• Jan Śniadecki (1756-1830)

As a 16-year-old, he began his studies at the Jagiellonian University, completing them with the degree of Doctor of Philosophy. He continued his education at foreign universities: in Göttingen, Leyda, and Paris. After returning to Poland, having obtained the title of professor of astronomy and mathematics, he taught these subjects at Jagiellonian University. Astronomical observations became his true passion; for this purpose, he founded an observatory in Krakow. In 1806 he moved to Vilnius, becoming the Rector of the local university. There he expanded his versatile interests, both astronomical (questions of eclipses and occultations of stars by the Moon) and mathematical (he was a pioneer in the development of the calculus of probability). Not limiting himself to scientific and didactic activity, Jan Śniadecki wrote many valuable scientific works on mathematics (Algebra, the first textbook in this field in Poland or Trygonometria kulista analitycznie wyłożona) and the dissertation O Koperniku (Discourse on Nicolaus Copernicus, biography, 1802) that reminded the whole world that Copernicus was a Polish scholar, contrary to the prevailing belief at the time about the German origins of the famous astronomer. At the end of his busy life, Jan Śniadecki took up philosophy, journalism, and social satire.

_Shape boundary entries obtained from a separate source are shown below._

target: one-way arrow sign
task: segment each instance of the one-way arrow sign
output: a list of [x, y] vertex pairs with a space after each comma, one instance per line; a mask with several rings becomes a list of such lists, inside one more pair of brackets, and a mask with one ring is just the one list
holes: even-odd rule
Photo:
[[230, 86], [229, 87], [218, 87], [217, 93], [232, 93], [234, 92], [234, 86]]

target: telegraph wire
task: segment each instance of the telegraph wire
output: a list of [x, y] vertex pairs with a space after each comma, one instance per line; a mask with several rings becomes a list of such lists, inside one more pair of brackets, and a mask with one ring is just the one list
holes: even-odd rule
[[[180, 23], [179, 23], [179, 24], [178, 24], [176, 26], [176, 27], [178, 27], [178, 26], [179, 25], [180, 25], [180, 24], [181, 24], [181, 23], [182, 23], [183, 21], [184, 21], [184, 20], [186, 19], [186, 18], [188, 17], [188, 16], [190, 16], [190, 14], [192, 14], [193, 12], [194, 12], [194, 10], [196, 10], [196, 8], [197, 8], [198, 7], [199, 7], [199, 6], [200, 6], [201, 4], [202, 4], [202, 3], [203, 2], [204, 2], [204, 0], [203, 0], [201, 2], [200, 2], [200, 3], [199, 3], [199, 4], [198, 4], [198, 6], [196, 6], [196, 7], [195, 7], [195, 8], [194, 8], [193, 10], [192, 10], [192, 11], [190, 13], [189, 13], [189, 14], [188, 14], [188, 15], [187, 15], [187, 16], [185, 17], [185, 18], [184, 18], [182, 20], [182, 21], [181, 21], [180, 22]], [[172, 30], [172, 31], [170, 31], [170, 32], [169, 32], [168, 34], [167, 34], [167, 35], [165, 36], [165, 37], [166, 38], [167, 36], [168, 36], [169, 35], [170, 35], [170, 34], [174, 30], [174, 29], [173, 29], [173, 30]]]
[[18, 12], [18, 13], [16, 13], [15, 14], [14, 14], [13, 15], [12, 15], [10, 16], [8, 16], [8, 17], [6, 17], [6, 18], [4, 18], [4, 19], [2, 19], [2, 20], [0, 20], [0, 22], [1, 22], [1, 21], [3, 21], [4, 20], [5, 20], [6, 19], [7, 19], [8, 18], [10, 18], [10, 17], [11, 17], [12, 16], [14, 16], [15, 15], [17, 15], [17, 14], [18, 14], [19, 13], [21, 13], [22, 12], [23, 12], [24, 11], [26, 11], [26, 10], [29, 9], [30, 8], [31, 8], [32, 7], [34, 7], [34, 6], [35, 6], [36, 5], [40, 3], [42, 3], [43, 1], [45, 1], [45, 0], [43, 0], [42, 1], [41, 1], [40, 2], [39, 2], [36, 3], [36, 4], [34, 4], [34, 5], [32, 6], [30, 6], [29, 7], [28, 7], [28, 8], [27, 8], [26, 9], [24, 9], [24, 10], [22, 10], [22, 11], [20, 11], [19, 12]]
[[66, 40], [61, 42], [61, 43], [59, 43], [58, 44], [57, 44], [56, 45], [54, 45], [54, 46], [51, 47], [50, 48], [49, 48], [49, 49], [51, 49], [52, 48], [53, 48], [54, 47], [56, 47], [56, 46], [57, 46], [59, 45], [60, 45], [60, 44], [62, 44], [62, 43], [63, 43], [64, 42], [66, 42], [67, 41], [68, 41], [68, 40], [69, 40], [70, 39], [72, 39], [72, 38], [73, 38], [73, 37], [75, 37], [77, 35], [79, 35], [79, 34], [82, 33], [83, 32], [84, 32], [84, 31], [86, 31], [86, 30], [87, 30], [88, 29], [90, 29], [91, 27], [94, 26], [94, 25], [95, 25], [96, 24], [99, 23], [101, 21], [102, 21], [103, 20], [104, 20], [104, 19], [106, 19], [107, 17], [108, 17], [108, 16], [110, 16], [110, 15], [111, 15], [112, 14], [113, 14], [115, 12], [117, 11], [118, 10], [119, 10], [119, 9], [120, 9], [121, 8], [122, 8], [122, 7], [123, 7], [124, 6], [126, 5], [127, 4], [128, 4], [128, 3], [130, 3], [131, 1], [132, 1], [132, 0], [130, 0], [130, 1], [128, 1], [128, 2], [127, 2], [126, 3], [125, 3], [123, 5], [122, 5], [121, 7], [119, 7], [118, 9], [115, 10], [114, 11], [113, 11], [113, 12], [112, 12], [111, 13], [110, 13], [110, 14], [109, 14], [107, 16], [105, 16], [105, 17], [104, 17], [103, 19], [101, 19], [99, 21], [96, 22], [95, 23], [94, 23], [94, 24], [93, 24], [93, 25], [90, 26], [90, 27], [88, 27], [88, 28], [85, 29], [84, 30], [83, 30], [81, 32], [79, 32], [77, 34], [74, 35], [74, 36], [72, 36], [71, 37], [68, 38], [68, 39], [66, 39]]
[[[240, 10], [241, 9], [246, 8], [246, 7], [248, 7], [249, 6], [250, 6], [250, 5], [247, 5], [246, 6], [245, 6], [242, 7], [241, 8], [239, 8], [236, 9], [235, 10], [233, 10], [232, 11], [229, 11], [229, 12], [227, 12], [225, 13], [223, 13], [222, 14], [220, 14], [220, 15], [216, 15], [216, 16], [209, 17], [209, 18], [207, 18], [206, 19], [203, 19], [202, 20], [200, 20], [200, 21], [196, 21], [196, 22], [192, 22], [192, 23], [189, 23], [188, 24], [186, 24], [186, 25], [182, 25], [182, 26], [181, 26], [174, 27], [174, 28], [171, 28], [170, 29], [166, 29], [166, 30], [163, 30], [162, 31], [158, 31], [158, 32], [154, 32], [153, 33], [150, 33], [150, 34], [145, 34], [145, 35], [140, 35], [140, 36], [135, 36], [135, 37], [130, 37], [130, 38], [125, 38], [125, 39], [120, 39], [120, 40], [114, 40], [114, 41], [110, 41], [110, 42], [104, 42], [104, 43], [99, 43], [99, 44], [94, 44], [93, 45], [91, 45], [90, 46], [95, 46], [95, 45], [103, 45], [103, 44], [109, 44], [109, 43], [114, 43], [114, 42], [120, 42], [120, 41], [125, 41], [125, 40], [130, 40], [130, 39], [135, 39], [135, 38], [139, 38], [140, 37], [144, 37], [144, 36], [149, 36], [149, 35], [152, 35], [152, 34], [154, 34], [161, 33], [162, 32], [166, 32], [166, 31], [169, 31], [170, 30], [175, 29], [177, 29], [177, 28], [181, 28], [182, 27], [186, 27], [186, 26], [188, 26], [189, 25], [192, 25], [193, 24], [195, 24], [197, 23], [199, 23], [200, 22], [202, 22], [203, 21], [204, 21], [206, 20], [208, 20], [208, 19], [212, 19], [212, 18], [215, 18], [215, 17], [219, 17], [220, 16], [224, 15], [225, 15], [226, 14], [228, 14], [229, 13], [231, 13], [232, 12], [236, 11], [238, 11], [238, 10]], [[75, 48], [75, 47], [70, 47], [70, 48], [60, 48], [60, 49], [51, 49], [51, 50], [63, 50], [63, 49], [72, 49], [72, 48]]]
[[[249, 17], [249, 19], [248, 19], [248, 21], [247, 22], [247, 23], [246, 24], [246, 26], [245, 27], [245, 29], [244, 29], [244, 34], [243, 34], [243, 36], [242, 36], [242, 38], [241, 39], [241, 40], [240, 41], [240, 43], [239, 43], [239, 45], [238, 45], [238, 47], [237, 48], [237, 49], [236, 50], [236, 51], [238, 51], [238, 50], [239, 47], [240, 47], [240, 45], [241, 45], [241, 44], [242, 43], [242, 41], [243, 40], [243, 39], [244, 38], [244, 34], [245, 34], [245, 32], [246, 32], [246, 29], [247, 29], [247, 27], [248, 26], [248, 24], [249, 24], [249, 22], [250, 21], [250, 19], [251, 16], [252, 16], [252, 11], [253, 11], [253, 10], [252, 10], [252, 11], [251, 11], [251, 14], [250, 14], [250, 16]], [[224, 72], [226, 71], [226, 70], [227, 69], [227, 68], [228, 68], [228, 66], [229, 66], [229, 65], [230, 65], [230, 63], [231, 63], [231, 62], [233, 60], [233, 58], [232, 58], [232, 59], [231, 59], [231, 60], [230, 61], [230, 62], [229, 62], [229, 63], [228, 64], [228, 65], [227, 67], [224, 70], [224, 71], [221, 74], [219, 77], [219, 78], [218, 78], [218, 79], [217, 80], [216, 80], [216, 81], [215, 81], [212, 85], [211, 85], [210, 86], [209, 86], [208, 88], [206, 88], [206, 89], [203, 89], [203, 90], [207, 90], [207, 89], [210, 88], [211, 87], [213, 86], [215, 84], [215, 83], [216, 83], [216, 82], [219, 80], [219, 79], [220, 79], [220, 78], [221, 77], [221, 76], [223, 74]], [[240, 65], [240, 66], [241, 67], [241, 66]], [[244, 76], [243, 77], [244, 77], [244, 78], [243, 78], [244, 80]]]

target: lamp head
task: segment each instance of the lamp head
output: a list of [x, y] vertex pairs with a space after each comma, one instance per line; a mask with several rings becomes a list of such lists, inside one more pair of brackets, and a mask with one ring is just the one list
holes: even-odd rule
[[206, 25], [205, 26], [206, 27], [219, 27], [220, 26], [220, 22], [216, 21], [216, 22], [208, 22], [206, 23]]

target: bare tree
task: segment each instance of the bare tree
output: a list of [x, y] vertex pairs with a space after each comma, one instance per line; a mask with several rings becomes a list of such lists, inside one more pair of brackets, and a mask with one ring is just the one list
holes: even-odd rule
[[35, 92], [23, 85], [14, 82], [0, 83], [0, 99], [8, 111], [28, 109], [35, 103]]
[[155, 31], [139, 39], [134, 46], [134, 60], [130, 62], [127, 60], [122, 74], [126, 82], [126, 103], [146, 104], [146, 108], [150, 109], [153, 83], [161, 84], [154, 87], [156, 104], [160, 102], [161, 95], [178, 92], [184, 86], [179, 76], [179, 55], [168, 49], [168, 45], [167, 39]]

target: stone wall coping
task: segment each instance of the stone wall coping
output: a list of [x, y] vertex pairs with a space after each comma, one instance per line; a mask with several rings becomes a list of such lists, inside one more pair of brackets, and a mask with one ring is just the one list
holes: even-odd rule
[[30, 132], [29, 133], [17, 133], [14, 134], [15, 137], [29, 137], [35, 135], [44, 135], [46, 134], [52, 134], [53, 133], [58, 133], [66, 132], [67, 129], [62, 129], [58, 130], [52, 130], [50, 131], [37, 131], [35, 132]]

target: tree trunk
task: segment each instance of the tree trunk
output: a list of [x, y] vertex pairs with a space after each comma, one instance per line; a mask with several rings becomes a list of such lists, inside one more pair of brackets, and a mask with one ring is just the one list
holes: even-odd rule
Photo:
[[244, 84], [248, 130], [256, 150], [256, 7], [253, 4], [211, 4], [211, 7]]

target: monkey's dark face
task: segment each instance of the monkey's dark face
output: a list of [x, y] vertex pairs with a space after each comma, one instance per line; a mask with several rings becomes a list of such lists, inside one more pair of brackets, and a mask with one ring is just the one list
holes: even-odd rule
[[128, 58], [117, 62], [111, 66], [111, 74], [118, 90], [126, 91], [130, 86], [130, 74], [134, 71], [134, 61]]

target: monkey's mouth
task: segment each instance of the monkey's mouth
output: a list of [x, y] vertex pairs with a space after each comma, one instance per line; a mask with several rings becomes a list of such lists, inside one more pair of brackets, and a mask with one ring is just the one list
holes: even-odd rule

  • Jędrzej Śniadecki (1768-1838)

began his scientific career under the supervision and care of his brother. Following his brother’s wish, after completing a three-year course of study at the Jagiellonian University, Jędrzej Śniadecki continued his studies abroad. He earned his doctorate in medicine and philosophy in Pavia, then studied in London and Edinburgh, where he excelled in chemistry, surgery, and natural history. After returning to Poland, he was employed at Vilnius University and taught chemistry and pharmacy at the Medical Faculty. He was one of the first scholars to teach chemistry in Polish, creating chemical terminology in modern Polish. He wrote the textbook Początki chemii (The Beginnings of Chemistry), which was used in universities not only in Poland but also abroad. The greatest fame was brought to him by the work Teorya jestestw organicznych (The Theory of Organic Beings), presenting a concept, bold for those times, about the unity of the matter of the living world and inanimate matter. The work O fizycznym wychowaniu dzieci (On the physical education of children), in turn, initiated the introduction of physical education to schools as a subject of teaching. Jędrzej Śniadecki’s great passion was journalism, primarily to popularize science with its latest discoveries but also for educational and social matters. The Polish Chemical Society minted a special medal to celebrate Jędrzej Śniadecki’s merits as a chemist, awarded to the most outstanding Polish scientists representing this scientific discipline.